Where to troubleshoot	The link at the top of the email notification will take you to the infrastructure Events page centered on the time when the host disconnected. Additional links in the email will take you to additional detail.

Create a "host not reporting" condition

To define the Host not reporting condition criteria:

Create an infrastructure condition.
For the Alert type, select Host not reporting.
Define the Critical threshold for triggering a notification: between 5 and 60 minutes of host unresponsiveness.
(Optional) Enable the Don't trigger alerts for hosts that perform a clean shutdown option to prevent false alerts when hosts are intentionally shut down via command line. This option is currently supported on Windows and systemd-based Linux systems.
Tip
To avoid false "Host not reporting" incidents for intentionally shut down hosts, consider these strategies:
- Tag the host: Add the hostStatus: shutdown or termination: expected tag to the host entity. Learn more about tags.
- Tag the host and enable the Don't trigger alerts setting: Add the hostStatus: shutdown tag to your host along with checking the option mentioned above.

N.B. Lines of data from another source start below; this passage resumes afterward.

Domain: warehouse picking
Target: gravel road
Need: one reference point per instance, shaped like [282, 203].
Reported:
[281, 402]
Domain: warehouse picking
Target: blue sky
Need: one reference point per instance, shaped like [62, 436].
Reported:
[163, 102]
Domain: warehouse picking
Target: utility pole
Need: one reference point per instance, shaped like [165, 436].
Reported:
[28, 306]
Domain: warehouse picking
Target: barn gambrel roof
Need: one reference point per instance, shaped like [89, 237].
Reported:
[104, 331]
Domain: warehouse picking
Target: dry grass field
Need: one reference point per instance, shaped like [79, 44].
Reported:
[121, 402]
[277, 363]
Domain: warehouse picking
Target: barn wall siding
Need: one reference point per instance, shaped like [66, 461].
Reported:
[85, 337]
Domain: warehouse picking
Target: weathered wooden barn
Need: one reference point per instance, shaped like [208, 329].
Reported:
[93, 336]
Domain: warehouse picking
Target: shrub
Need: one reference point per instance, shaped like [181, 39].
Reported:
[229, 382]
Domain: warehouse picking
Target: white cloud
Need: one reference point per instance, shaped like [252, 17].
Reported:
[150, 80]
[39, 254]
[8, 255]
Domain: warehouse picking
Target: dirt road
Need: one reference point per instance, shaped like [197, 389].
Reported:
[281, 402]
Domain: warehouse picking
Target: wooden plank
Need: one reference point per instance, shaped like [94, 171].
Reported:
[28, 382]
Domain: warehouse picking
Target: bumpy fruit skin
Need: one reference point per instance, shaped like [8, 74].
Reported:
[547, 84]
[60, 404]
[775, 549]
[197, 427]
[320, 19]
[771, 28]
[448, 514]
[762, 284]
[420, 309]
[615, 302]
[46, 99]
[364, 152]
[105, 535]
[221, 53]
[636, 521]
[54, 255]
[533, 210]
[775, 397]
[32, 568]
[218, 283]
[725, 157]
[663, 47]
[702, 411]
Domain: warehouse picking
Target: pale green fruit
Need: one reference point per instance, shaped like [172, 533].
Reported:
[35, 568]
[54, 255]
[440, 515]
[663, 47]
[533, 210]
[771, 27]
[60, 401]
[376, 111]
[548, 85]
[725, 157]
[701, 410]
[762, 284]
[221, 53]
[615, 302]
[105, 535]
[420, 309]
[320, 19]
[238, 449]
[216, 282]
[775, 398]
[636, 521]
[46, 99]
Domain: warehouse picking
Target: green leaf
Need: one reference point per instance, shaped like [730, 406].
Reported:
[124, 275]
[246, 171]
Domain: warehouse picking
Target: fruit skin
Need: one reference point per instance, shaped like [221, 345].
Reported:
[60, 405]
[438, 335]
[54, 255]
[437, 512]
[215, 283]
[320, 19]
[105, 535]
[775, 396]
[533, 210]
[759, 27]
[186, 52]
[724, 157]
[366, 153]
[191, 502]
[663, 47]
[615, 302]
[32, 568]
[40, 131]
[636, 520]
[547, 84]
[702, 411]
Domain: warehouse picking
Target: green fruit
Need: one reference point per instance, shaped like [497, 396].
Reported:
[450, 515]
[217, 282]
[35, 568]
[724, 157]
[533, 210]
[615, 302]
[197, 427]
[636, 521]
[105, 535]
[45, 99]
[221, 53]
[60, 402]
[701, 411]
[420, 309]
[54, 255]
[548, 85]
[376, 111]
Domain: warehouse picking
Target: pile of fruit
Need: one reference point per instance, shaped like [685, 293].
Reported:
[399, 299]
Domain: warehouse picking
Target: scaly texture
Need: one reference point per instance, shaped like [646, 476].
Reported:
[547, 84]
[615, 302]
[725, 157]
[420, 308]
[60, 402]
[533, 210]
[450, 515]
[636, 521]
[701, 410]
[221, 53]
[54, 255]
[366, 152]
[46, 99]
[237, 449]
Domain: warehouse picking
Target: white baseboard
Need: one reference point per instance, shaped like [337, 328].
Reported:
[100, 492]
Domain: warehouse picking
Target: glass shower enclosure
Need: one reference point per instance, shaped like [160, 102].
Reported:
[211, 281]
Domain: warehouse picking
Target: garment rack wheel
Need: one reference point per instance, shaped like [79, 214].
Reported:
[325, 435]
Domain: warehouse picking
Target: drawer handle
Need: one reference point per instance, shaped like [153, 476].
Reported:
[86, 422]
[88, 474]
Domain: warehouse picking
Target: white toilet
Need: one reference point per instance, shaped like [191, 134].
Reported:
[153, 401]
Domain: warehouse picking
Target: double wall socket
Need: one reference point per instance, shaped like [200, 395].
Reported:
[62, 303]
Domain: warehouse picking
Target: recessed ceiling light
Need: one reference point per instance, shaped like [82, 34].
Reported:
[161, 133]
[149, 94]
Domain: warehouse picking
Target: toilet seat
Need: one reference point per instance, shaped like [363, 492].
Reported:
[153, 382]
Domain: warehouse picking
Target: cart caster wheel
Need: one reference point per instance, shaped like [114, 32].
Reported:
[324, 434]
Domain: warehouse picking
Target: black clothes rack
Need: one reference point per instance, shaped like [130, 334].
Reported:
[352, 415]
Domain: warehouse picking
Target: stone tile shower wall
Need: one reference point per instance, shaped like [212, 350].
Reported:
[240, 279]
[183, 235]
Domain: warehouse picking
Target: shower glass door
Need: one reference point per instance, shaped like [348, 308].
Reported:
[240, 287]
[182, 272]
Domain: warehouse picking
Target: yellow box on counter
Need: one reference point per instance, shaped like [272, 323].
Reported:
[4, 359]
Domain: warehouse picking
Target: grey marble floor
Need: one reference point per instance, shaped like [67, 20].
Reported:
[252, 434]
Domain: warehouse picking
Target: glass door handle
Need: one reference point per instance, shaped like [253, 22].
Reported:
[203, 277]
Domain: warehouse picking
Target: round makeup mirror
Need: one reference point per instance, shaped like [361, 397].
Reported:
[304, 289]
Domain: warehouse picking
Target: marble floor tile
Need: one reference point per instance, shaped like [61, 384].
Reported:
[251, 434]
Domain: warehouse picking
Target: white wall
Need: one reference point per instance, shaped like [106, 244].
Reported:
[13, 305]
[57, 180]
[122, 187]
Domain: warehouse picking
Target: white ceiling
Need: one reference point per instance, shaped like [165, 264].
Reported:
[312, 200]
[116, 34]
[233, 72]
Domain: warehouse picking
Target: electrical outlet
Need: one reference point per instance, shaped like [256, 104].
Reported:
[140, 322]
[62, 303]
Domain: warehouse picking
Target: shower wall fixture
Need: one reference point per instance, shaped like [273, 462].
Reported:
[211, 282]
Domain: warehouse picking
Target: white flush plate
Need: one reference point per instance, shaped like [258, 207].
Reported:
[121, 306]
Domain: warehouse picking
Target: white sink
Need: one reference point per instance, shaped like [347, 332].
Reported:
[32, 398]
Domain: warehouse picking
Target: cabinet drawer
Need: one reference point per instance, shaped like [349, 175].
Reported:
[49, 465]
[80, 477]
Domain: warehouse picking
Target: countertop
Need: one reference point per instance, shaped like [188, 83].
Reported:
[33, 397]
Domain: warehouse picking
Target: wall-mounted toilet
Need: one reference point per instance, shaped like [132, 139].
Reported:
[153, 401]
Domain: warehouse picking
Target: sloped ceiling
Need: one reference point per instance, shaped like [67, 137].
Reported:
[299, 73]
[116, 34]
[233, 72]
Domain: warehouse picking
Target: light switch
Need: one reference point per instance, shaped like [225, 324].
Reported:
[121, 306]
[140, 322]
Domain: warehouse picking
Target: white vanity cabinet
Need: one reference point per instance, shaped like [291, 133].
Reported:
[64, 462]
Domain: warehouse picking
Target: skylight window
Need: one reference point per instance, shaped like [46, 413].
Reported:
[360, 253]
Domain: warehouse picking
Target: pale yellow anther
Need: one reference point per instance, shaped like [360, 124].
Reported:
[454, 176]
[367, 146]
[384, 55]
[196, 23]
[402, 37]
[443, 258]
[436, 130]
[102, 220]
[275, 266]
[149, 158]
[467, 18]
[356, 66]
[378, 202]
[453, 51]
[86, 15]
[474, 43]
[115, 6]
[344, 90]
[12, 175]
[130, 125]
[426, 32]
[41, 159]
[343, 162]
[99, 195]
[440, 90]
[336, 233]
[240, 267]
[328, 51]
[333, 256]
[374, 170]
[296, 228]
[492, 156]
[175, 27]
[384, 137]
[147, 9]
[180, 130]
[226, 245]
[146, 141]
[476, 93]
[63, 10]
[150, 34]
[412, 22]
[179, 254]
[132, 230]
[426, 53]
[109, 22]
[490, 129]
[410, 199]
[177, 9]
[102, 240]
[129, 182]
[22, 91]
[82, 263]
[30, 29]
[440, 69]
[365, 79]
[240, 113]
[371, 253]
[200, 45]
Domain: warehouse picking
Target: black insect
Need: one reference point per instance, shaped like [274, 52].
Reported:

This will stop all Host not reporting incidents from opening for that host, as long as that tag is on it, regardless of the agent version or OS. If you remove the tag, New Relic will start opening Host not reporting incidents.

Depending on the policy's incident preferences, it will define which notification channels to use when the defined Critical threshold for the condition passes. To avoid "false positives," the host must stop reporting for the entire time period before an incident is opened.

Example: You create a condition to open an incident when any of the filtered set of hosts stop reporting data for seven minutes.

If any host stops reporting for five minutes, then resumes reporting, the condition does not open an incident.
If any host stops reporting for seven minutes, even if the others are fine, the condition does open an incident.

Investigate the problem

To further investigate why a host is not reporting data:

Review the details in the email notification.
Use the link from the email notification to monitor ongoing changes in your environment from the Events page in our infrastructure UI. For example, use the Events page to help determine if a host disconnected right after a root user made a configuration change to the host.
Optional: Use the email notification's Acknowledge link to verify you are aware of and taking ownership of the alerting incident.
Use the email links to examine additional details in the Incident details page.

Intentional outages

We can distinguish between unexpected situations and planned situations with the option Don't trigger alerts for hosts that perform a clean shutdown. Use this option for situations such as:

Host has been taken offline intentionally.
Host has planned downtime for maintenance.
Host has been shut down or decommissioned.
Autoscaling hosts or shutting down instances in a cloud console.

We rely on Linux and Windows shutdown signals to flag a clean shutdown.

We've confirmed that these scenarios are detected by the agent:

AWS Auto-scaling event with EC2 instances that use systemd (Amazon Linux, CentOs/RedHat 7 and newer, Ubuntu 16 and newer, Suse 12 and newer, Debian 9 and newer)
User-initiated shutdown of Windows systems
User-initiated shutdown of Linux systems that use systemd (Amazon Linux, CentOs/RedHat 7 and newer, Ubuntu 16 and newer, Suse 12 and newer, Debian 9 and newer)

We know that these scenarios are not detected by the agent:

User-initiated shutdown of Linux systems that don't use systemd (CentOs/RedHat 6 and earlier, Ubuntu 14, Debian 8). This includes other modern Linux systems that still use Upstart or SysV init systems.
AWS Auto-scaling event with EC2 instances that don't use systemd (CentOs/RedHat 6 and earlier, Ubuntu 14, Debian 8). This includes other more modern Linux systems that still use Upstart or SysV init systems.